Loh: Salopp würde ich antworten, dass Kliniken hier ähnlich aktiv sind, wie die Autofahrer. Aber ich möchte nicht unerwähnt lassen, dass es viele sehr engagierte Kliniken und Einrichtungen gibt, die hier Großes leisten, sich etwa nach ISO 14001 oder nach EMAS zertifizieren lassen. Das Engagement ist oft von wenigen Personen abhängig, die Ihr persönliches Engagement auch auf der Arbeit leben und häufig die Impulsgeber für Maßnahmen in den Kliniken sind.
Welche Stellschrauben bilden die entscheidenden Faktoren für einen energiesparenden Betrieb der Kliniken?
Loh: Hocheffiziente Erzeugung von Wärme und Strom durch BHKWs, die Einführung von Energiemanagementsystemen und die Optimierung von Prozessen, z.B. der optimierte Betrieb von Lüftungsanlagen. Sicher gibt es hier noch viele weitere Möglichkeiten effizienter zu werden.
Welche Rolle übernimmt Klinergie resp. die Viamedica-Stiftungen bei der Verbesserung der Energiebilanzen?
Loh: Die Stiftung viamedica und die Kampagne Klinergie 2020 arbeiten daran, das Thema Energieeffizienz und Nachhaltigkeit zum Thema zu machen. Wir legen den Finger in die Wunde und versuchen Impulse zu geben. Wir sind aber nicht operativ tätig.
Energieeffizienz lässt sich beim Neubau einer Klinik frühzeitig einplanen. Wie sieht es mit energetischen Sanierungen im Bestandsfall aus?
Loh: Mit dieser Frage sprechen Sie das komplexe Thema der Krankenhausfinanzierung an.
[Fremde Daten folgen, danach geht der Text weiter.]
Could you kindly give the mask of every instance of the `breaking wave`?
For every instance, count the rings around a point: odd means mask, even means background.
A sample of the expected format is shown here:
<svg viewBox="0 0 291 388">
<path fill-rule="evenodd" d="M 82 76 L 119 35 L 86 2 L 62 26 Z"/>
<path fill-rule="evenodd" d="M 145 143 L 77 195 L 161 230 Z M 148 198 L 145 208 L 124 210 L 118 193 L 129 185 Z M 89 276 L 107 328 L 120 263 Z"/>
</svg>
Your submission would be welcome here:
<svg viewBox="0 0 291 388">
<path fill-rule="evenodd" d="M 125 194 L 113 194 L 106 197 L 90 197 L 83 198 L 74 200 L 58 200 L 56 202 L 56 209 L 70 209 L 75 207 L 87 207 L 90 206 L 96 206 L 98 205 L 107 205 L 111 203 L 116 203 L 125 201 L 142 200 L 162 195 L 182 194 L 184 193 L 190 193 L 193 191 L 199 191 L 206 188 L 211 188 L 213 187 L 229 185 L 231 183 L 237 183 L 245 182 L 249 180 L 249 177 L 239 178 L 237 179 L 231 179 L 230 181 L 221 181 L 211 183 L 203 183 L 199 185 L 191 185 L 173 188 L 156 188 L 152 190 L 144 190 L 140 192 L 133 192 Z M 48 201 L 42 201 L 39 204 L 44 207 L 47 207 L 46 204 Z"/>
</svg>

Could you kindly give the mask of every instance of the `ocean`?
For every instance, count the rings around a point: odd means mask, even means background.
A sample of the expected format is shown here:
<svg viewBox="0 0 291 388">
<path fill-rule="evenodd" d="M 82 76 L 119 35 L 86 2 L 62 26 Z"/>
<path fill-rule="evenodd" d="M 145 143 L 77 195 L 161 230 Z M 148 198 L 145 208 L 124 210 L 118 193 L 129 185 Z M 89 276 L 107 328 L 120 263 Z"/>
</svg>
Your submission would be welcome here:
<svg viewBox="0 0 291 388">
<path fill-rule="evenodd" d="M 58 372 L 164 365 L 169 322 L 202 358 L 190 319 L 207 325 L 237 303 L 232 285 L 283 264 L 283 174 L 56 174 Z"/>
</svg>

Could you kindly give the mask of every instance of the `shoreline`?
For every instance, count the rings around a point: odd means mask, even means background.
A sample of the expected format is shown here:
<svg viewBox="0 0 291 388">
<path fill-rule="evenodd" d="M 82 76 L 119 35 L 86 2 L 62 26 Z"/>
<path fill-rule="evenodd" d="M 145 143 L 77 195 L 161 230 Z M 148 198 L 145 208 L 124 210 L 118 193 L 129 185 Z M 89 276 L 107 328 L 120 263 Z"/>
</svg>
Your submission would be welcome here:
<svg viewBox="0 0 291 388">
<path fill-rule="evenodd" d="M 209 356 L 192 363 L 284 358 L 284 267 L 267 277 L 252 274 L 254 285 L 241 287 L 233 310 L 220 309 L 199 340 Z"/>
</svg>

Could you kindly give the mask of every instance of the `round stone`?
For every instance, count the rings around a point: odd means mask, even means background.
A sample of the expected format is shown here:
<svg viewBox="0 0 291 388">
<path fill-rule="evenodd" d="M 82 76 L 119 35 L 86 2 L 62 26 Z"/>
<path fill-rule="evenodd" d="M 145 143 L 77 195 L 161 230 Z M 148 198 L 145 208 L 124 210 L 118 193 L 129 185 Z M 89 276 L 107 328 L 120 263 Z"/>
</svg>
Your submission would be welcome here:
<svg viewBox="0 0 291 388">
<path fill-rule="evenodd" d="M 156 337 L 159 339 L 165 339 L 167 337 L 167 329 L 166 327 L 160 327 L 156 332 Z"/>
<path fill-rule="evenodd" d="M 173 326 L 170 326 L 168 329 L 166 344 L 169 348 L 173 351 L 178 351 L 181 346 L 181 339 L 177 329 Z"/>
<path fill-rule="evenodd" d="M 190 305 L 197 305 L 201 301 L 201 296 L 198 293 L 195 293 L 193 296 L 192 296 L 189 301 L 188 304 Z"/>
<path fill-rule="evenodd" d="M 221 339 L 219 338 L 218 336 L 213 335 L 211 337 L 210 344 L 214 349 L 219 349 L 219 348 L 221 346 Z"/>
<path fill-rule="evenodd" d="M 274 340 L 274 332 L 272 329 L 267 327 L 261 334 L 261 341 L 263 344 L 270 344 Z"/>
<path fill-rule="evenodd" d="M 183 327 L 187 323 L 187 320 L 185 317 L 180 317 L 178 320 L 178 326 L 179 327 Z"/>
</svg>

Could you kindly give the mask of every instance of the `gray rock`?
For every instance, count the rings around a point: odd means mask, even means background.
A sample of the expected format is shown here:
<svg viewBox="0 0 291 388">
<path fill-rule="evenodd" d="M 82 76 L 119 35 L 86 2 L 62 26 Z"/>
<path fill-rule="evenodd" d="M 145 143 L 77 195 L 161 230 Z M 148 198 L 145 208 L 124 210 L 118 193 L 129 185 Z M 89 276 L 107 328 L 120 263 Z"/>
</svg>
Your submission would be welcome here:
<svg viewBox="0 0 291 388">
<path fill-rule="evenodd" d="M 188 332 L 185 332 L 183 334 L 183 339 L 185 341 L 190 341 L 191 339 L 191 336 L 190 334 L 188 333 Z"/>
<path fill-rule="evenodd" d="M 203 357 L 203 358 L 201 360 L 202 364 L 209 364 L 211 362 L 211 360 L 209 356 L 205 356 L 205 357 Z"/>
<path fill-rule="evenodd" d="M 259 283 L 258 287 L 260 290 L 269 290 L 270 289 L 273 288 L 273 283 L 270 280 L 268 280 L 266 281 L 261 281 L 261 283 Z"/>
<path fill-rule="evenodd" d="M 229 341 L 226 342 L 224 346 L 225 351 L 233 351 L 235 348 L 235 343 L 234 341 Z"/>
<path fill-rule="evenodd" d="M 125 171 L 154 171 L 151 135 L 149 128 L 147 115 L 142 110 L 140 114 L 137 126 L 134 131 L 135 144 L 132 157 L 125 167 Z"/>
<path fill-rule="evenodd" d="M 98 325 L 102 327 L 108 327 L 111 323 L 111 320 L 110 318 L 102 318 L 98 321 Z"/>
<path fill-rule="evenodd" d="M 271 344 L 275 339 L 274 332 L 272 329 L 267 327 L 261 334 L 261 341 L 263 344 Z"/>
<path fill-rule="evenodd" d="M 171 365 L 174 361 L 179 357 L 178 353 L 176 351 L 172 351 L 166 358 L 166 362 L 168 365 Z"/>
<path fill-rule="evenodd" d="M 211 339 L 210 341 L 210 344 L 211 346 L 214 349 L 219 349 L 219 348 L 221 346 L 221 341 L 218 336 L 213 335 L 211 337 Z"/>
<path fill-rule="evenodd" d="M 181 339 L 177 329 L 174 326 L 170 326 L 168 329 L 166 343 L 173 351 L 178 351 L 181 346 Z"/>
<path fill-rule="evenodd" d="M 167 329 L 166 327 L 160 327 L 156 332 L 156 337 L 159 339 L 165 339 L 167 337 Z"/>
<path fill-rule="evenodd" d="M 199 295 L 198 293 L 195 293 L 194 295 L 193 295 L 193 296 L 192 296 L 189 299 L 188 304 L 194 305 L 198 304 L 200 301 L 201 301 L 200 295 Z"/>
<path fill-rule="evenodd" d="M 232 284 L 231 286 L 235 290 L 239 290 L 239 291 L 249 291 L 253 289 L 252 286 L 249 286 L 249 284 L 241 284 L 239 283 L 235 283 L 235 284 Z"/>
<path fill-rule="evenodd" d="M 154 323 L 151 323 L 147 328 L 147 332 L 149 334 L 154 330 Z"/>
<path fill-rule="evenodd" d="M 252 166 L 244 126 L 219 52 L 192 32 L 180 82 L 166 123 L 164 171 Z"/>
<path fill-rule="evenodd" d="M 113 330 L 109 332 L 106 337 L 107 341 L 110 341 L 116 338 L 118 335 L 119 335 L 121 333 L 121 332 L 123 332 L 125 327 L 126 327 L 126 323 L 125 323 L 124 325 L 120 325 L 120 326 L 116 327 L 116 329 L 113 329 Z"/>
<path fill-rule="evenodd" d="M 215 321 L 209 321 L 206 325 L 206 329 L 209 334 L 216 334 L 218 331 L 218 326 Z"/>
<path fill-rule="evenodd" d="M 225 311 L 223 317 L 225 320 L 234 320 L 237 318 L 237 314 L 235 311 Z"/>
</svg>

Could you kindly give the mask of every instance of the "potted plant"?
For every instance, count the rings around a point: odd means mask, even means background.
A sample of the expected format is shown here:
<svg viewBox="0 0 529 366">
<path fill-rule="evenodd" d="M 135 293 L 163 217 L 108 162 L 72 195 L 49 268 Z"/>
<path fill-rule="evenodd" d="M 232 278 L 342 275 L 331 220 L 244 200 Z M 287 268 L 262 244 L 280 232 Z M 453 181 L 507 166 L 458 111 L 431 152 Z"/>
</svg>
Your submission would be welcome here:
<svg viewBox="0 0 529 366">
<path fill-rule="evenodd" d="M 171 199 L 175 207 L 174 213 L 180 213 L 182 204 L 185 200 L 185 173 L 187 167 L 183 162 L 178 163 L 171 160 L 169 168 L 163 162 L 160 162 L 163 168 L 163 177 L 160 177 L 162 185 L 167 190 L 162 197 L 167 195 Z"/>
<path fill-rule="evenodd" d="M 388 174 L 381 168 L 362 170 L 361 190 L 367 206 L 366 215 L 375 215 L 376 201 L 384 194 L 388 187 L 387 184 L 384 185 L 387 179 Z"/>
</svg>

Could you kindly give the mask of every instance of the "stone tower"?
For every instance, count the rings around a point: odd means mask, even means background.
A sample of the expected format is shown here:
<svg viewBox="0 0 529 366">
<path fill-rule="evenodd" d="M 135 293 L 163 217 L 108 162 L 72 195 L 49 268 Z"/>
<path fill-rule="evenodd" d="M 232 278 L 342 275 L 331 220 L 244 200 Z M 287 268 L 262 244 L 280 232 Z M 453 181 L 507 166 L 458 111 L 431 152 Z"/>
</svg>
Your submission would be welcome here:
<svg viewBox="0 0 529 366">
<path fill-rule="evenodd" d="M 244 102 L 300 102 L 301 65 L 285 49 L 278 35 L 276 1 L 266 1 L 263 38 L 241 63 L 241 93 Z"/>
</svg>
Hier sollten alle Beteiligten zusammen aktiv werden und über die Landeskrankenhausgesetze diskutieren. Es sind nämlich zwei unterschiedliche Töpfe für den Bau und für den Betrieb von Kliniken. Ich möchte nicht in diese Thematik einsteigen, doch vermute ich, dass hier viele Potenziale für einen nachhaltigen Bau und Betrieb von Kliniken liegen.
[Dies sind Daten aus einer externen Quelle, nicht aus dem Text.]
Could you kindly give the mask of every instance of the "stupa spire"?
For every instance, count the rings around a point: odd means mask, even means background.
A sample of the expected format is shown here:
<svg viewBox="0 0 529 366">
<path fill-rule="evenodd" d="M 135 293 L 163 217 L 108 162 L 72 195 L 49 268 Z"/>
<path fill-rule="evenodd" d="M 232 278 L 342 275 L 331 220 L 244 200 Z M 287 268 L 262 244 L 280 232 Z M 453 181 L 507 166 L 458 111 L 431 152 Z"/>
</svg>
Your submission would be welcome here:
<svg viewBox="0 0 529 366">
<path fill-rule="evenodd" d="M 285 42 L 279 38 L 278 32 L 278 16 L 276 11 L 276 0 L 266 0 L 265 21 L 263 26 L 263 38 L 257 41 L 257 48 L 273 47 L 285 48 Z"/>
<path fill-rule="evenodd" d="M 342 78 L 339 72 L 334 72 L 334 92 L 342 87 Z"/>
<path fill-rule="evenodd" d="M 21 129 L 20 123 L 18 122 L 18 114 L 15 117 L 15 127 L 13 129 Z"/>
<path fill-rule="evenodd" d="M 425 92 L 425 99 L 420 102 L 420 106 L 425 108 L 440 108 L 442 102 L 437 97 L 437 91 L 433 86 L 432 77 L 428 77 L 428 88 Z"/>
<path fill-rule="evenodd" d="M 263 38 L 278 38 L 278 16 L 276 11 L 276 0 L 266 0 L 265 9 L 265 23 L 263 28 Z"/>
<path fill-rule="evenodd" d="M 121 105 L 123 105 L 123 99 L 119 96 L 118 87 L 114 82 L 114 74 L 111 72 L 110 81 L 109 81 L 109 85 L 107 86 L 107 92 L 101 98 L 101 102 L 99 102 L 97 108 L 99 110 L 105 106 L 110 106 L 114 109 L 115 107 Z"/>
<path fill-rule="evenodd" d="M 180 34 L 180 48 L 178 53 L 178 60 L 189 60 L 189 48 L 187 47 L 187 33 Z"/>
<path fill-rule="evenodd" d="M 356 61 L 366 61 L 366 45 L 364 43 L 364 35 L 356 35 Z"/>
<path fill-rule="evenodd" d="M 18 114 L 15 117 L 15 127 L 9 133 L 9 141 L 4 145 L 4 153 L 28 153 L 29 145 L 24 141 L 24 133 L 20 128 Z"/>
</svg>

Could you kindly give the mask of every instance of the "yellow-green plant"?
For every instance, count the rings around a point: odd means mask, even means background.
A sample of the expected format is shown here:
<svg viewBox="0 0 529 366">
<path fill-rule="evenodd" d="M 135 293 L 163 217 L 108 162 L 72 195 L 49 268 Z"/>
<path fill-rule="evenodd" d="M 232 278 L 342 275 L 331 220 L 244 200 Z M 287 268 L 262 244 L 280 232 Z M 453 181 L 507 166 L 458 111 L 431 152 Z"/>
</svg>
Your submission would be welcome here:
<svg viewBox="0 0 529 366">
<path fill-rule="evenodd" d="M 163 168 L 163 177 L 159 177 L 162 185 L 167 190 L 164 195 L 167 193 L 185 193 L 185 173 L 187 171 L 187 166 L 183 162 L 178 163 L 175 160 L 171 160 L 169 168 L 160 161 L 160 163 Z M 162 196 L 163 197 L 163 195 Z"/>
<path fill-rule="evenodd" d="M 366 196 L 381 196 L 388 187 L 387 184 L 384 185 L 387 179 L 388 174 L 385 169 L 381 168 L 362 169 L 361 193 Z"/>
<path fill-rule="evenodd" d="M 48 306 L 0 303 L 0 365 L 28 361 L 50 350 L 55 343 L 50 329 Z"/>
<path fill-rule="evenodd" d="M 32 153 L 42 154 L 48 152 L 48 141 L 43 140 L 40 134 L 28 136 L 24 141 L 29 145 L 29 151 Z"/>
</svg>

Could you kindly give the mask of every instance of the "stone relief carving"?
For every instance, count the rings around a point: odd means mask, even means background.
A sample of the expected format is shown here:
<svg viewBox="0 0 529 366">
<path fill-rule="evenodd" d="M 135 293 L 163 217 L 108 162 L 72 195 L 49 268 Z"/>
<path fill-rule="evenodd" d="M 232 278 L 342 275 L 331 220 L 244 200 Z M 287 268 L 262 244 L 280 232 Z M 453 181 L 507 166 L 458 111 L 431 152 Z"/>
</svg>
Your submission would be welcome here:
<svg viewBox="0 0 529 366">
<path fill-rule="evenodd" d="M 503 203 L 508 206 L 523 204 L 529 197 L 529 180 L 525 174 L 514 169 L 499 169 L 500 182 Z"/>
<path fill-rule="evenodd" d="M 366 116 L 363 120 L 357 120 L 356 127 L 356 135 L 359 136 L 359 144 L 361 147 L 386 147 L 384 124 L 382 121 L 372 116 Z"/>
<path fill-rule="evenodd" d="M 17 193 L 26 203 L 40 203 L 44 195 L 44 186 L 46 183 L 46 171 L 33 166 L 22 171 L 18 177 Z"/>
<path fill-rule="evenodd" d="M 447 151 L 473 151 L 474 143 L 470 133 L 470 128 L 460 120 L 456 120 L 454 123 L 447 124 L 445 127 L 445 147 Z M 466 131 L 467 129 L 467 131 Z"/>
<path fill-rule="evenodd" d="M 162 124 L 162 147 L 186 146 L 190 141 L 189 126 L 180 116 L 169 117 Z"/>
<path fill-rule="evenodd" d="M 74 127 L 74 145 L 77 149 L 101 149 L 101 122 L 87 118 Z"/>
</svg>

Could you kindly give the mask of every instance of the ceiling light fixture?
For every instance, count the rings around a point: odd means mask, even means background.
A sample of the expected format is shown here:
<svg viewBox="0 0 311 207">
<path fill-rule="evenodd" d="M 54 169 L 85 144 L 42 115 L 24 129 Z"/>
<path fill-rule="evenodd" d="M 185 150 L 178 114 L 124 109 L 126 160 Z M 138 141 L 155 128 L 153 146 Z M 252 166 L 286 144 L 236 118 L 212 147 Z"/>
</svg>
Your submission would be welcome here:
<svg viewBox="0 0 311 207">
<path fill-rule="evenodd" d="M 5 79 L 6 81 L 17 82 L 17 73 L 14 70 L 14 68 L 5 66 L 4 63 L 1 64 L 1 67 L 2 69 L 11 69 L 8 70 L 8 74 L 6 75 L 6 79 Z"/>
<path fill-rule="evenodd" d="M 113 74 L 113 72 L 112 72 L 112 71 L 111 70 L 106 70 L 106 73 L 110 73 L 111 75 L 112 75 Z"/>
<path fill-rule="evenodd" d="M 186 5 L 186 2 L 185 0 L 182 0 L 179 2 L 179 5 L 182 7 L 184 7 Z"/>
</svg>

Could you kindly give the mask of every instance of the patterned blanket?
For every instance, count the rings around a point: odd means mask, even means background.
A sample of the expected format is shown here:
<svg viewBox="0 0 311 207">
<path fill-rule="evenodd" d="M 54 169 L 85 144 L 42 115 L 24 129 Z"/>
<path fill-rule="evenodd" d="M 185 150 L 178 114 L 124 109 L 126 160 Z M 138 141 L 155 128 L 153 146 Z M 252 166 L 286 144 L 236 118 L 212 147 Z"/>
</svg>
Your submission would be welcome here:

Viamedica bietet ein branchenspezifisches Energieeffizienz-Netzwerk an? Mit welchem Erfolg?
Loh: Es geht bei den Netzwerken darum, Synergien zu entdecken und einen Austausch zwischen den Beschäftigten von Einrichtung zu ermöglichen, die Energieeffizienz in ihren Einrichtungen einführen und umsetzen. Es sollen Erfahrungen über Produkte, Materialein und Prozesse ausgetauscht werden. Durch den aktiven Austausch werden Zeit und Mittel gespart. Aktuell bauen wir, mit Unterstützung der Stadt Freiburg, das Klimaschutznetzwerk Freiburger Kliniken auf.
Zur Person
Markus Loh ist seit 2007 Projektleiter der Stiftung viamedica und der Informationskampagne Klinergie 2020 – Energieeffizienz in deutschen Kliniken. Der Diplomgeograf arbeitet im Richtlinienausschuss „Nachhaltigkeit in Bau und Betrieb von Krankenhäusern (VDI 5800)“ des Vereins Deutscher Ingenieure (VDI) und ist Mitglied in der Fachvereinigung Krankenhaustechnik. Unter seiner Regie wurden der KlinergieCheck der Stiftung viamedica entwickelt und mehrere Best PracticeBroschüren zum Thema Energieeffizienz in Kliniken produziert.